There are problems we need to document, certainly. Our BUDDAH project is using Internet Archive data, so none of the provenance I listed above was there to help us. And yes, when providing access to the data we do need to explain the crawl dynamics and parameters - you need to know that most of the Internet Archive crawls omit items over 10MB in size (see e.g. here), that they largely obey robots.txt (which is often why mainstream sites are missing), and that right now everyone’s harvesting processes are falling behind the development of the web.
But researchers can’t expect the archives to already know what they need to know, or to know exactly how these factors will influence your research questions. You should expect to have to learn why the dynamics of a web crawler mean that any data-mined ranking is highly unlikely to match up the the popularity as defined by Alexa (which is based on web visitors rather than site-to-site links).
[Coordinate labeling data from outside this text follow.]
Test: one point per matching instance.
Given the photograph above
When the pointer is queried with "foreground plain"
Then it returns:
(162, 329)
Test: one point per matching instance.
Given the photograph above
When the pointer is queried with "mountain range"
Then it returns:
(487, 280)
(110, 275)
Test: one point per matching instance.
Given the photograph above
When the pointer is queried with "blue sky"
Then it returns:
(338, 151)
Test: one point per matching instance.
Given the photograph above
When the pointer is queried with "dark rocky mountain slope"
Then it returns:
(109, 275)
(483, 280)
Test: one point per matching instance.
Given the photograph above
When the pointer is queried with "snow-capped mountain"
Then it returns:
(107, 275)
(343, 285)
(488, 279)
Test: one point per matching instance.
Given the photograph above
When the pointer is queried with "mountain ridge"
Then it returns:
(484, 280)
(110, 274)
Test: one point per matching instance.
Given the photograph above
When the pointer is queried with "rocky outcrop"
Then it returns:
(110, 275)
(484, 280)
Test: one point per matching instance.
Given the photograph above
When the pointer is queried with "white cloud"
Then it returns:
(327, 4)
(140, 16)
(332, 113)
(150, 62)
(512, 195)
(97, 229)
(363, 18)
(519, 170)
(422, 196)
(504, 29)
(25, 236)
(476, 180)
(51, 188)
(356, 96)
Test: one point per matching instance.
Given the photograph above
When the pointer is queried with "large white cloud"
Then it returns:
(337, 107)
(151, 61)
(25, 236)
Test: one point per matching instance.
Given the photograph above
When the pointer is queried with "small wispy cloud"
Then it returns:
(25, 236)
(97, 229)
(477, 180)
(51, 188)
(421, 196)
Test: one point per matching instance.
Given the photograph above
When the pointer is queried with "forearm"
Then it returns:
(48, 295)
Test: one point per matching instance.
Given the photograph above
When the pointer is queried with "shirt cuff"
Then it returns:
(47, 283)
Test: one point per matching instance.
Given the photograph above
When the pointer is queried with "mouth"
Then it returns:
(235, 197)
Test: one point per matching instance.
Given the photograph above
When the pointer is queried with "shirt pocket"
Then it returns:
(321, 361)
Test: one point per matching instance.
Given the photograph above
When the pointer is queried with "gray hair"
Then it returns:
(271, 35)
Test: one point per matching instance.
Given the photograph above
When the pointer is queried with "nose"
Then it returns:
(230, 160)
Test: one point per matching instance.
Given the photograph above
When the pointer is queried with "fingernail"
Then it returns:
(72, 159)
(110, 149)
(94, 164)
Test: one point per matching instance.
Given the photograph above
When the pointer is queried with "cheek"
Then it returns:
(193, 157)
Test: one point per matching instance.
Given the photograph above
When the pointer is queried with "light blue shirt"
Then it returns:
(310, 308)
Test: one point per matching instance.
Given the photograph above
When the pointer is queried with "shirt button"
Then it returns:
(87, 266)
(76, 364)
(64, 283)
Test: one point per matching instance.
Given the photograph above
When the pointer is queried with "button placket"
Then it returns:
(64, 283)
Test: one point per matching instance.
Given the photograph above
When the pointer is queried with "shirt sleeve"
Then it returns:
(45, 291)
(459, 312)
You should expect to have to explore the data to test for biases, to confirm the known data issues and to help find the unknown ones.
“Know your data” applies to both of us. Meet us half way.
What we do lack, perhaps, is an adequate way to aggregating these experiences so new researchers do not have to waste time re-discovering and re-learning these things. I don’t know exactly what this would look like, but the IIPC Web Archiving Conferences provide a strong starting point and a forum to take these issues forward.